You know spatial audio is having quite a moment when wireless carriers decide to create their own implementations of it. Verizon has announced a new sound feature it’s calling “Verizon Adaptive Sound,” and the company claims it “produces a brilliant spatial surround experience regardless of what headphone, soundbar, or earbud brand you use or what application you’re watching or listening to.”
The audio trick, which Verizon says has been in the works since 2019, is coming to Motorola phones first, including the new Motorola One 5G UW Ace that goes on sale July 8th. The Motorola Edge Plus also just received a firmware update that seems to add this feature, as noted by Droid Life.
Verizon Adaptive Sound is integrated right into the settings menu on Android devices in the sound section. From there, you can adjust sliders for treble, bass, voice enhancement, and spatial surround sound. For those who’d prefer to ignore VAS completely and hear everything as normal, it can toggled on or off in settings.
“While some technology solutions have attempted to provide premium sound experiences to some specific (usually expensive) devices and to a limited subset of content, most devices and content experiences have been relegated to a disjointed, sub-optimal, and lowest-common-denominator-like experience,” a Verizon spokesperson said by email, in an obvious reference to Apple, Sony, and Amazon. “We wanted to change that.” Some devices that offer 360-degree audio do indeed come at a premium.

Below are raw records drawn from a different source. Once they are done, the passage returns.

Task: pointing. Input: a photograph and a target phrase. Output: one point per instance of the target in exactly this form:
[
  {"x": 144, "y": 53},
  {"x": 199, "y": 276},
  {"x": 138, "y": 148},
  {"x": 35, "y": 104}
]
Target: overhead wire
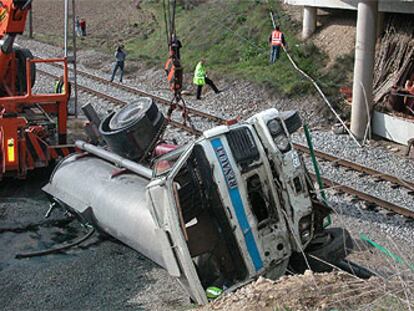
[{"x": 297, "y": 68}]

Verizon Adaptive Sound is based around “an innovative software and cloud-based solution,” a spokesperson said. That’s on the vague side, so I’ve asked the carrier for more specifics on exactly how it works and what it does. Is this just some kind of gimmicky, fake virtual surround effect? Or does it mix down Dolby Atmos channels (when available) to make the sound profile, similar to Apple’s spatial audio?

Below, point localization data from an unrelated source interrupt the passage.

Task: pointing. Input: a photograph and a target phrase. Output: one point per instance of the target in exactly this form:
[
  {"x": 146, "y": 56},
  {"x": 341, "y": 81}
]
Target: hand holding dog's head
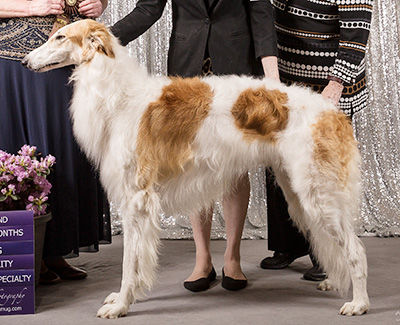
[{"x": 73, "y": 44}]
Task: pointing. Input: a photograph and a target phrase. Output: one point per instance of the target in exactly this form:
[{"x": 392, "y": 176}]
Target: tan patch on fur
[
  {"x": 261, "y": 113},
  {"x": 334, "y": 144},
  {"x": 92, "y": 37},
  {"x": 168, "y": 129}
]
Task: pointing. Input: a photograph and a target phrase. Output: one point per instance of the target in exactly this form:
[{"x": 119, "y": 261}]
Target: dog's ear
[{"x": 100, "y": 41}]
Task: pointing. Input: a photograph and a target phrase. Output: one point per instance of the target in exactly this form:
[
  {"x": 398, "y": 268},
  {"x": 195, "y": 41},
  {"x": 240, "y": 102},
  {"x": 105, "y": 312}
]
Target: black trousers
[{"x": 283, "y": 235}]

Apple spatial audio works with AirPods earbuds and the AirPods Max headphones to create immersive surround sound — with head tracking — when watching TV shows and movies in supported apps. The company has more recently added spatial audio to its Apple Music service, though the results are very inconsistent.

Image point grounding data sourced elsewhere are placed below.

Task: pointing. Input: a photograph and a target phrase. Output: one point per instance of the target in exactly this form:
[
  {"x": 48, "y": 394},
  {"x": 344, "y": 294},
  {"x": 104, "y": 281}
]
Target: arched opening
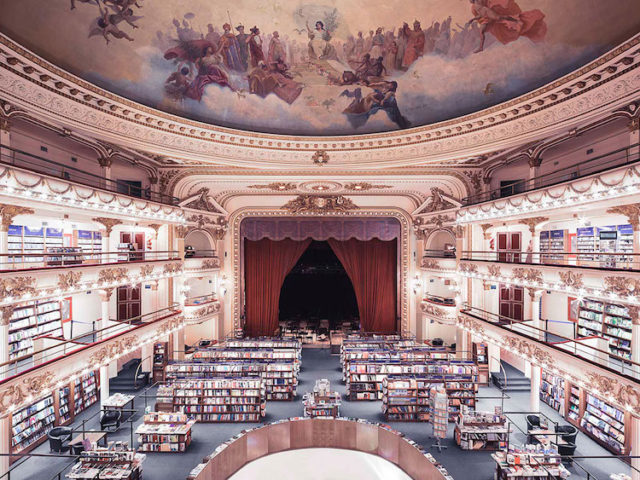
[{"x": 317, "y": 294}]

Verizon’s big talking point seems to be universal support across hardware and streaming services. But until we can give Verizon Adaptive Sound a try ourselves on one of these Moto devices, we can’t say how it compares to existing approaches.
The feature “will be made available on a broader portfolio of new devices in the future, as well as some existing devices via an over-the-air software update,” according to Verizon. My initial hunch was that we’ll mostly see this on entry-level and midrange 5G phones, but the carrier told me it won’t be specific to budget devices. Does that mean Verizon will force this into the sound settings of something like Samsung’s Galaxy S21? For now, Motorola is the only partner being named.